By Mordechai Schmutter

The grass is always greener, isn’t it?

When I was a kid, I always wondered how the whole children-hiding-the-afikoman minhag is fair. The father knows every corner of the house — he owns the house — there’s nowhere he can’t reach, and he was a kid once. Plus, he had the afikoman to begin with. How did he even lose it to the kids?

Now, as an adult, I realize that it’s actually not fair to the parents. The father can reach all the high places, but he can’t reach all the low places, especially after a huge meal, not to mention the two cups of wine and a shot glass full of marror that are not getting along in his stomach (while the kids got to nibble a strand of marror and drink grape juice), and he can’t even stand at that point.
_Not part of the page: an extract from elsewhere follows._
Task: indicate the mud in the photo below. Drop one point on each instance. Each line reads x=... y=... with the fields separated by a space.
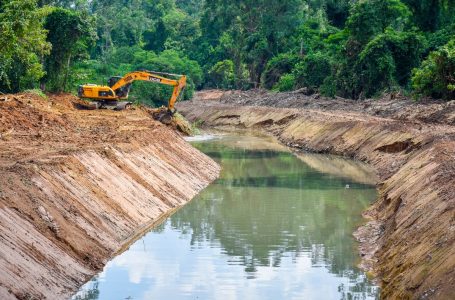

And the kids had all year to think up a hiding spot, and he has until halachic midnight to figure it out. And if he holds onto the matzah in the first place and doesn’t let the kids grab it, he’s the bad guy, even though by not doing that, he’s basically giving up his one advantage. He bought the matzah in the first place! He earned the money, and matzah is not cheap. Let these kids earn their present!

“Look, I’m going to sit on it and not get up. If you can make it disappear from under me, you deserve the prize.

I’m too tired. I just cleaned the entire house, multiple times. Just last night, Mommy hid ten pieces of bread, and I had to look for them. And tonight you’re hiding one piece of matzah and I have to look in all those same places again? Why am I always the one looking? I’m not even good at it! Last night I only found nine pieces.

So some parents make rules. That’s one benefit of being a parent — you get to make the rules. When my wife was growing up, her parents had a rule that the afikoman had to be hidden in a lit room. And the only lit rooms were the living room, dining room, and kitchen, all of which my father-in-law could see from his seat. There was also the bathroom, if anyone ever thought to put the afikoman bag into a second afikoman bag, which no one ever did.

In my opinion, that’s a good way to encourage their kids to accidentally leave their bedroom lights on for yom tov.

“Oops. I left the light on over the front door. The entire lawn is fair game now. See if you can get it before the animals do — Oh, never mind. The animal’s backing away from it.”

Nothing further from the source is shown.